On Sept. 1 the California Department of Water Resources, Division of Safety of Dams, released a report on the safety status of the 1,249 dams under its jurisdiction, including “downstream hazard classification, condition assessment, and reservoir restriction status” for each dam.
This information has been compiled to support the state’s ongoing efforts to be proactive and a leader in dam safety following the Lake Oroville “spillways incident” during heavy rains in the area. The overall plan is to strengthen the dam safety program and make the essential safety information readily accessible. It may be easily accessed online.
This report is of extreme importance to all of us living in this earthquake-prone valley as the Castaic Dam, our very close neighbor, has been given a rating of only “fair.”
This means that, while the dam can satisfactorily hold the amount of water it was designed for, it might have problems dealing with extra water or stresses such as those occurring during an earthquake. Downstream hazard has been rated “extremely high.”
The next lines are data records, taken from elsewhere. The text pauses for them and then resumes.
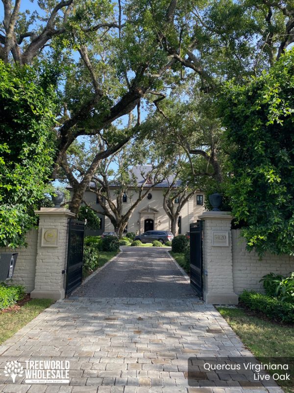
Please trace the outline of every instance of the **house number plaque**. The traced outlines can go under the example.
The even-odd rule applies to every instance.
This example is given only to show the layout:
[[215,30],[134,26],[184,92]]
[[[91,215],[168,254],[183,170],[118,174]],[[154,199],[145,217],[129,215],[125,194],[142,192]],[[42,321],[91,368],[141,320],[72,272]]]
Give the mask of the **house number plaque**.
[[213,247],[227,247],[229,246],[228,231],[213,231]]

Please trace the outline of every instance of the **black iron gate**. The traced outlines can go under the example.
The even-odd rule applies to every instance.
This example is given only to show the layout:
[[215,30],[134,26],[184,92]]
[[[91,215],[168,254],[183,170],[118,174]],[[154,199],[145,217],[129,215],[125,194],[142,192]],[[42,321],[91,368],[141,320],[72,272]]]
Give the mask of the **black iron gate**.
[[198,296],[202,297],[203,221],[190,224],[190,283]]
[[84,230],[84,222],[70,220],[66,295],[69,295],[82,282]]

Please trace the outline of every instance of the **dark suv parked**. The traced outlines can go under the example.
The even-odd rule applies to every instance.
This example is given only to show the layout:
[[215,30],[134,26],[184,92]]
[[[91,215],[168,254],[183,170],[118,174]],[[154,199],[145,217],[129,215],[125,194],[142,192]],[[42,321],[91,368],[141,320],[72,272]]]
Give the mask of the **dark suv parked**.
[[136,236],[134,240],[141,240],[142,243],[152,243],[158,240],[163,244],[173,239],[173,235],[170,230],[147,230],[142,235]]

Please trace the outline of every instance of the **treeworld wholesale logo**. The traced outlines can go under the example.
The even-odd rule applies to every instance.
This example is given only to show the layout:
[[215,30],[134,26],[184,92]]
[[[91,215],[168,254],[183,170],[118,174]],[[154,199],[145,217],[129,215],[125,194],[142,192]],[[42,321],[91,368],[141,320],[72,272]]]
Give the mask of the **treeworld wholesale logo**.
[[10,376],[13,383],[17,377],[25,377],[26,384],[69,383],[70,362],[68,361],[27,361],[24,368],[17,361],[7,362],[4,374]]

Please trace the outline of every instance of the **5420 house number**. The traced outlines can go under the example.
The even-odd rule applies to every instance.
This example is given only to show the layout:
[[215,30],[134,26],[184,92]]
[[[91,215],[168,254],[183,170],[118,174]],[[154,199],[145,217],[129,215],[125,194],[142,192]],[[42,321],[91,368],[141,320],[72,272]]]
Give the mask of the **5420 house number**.
[[229,232],[227,231],[212,231],[213,247],[227,247],[229,246]]

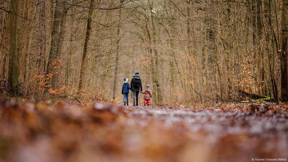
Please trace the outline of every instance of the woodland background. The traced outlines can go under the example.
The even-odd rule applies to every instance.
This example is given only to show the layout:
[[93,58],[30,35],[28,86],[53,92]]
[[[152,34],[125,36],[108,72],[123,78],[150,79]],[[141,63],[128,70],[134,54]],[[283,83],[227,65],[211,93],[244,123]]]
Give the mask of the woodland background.
[[2,90],[120,101],[139,72],[153,103],[286,101],[287,1],[1,1]]

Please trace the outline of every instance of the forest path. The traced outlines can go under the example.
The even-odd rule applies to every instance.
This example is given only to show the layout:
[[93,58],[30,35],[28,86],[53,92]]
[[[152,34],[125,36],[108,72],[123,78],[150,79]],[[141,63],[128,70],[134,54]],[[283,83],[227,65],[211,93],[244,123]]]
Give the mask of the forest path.
[[0,100],[0,148],[7,148],[0,150],[3,161],[288,158],[286,104],[268,105],[264,113],[265,105],[259,104],[260,111],[251,114],[247,104],[144,107]]

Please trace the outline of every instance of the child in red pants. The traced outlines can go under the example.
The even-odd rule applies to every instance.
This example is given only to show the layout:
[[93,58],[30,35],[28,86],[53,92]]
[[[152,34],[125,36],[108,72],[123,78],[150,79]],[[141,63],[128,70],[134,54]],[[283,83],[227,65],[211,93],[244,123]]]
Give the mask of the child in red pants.
[[149,88],[150,86],[149,85],[146,85],[146,89],[144,92],[141,92],[141,93],[144,94],[144,106],[149,106],[150,104],[150,99],[152,97],[152,92]]

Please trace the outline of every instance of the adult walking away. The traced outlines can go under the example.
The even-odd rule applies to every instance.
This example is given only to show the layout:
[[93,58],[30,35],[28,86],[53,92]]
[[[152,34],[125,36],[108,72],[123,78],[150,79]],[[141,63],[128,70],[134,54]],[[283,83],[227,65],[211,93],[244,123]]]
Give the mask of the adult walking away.
[[139,91],[142,91],[142,81],[139,75],[139,73],[135,73],[130,83],[133,91],[133,106],[135,106],[135,100],[136,100],[136,106],[138,106],[138,95],[139,94]]

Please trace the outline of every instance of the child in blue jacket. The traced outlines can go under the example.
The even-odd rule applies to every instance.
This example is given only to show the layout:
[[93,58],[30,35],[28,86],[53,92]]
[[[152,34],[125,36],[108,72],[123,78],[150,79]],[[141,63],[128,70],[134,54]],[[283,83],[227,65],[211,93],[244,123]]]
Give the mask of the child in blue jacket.
[[132,90],[132,89],[130,88],[130,85],[128,83],[128,79],[125,78],[124,78],[124,83],[122,86],[122,94],[124,95],[124,104],[123,105],[126,105],[126,103],[127,103],[127,105],[129,105],[128,95],[129,94],[129,89]]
As the reservoir capacity of Castaic Dam is 323,700 acre feet, and it is of earthen embankment construction (the same as the Oroville Dam), it behooves us to give some thought to the maximum damage to the dam that could possibly occur with a powerful earthquake that will likely come to pass one day. Do we have an evacuation plan ready in case parts of our valley become flooded?
How would that affect our water supply, transportation, emergency preparedness and other plans? How would such a catastrophe affect the two Newhall Ranch villages which have recently been approved?
How many more automobiles will we have on the freeways should we need to evacuate the area?
We have recently been witness, albeit from a distance, to the ravages of Mother Nature and how important it is to be prepared to face the 200-year flood, fire or earthquake. It’s time to start thinking and planning.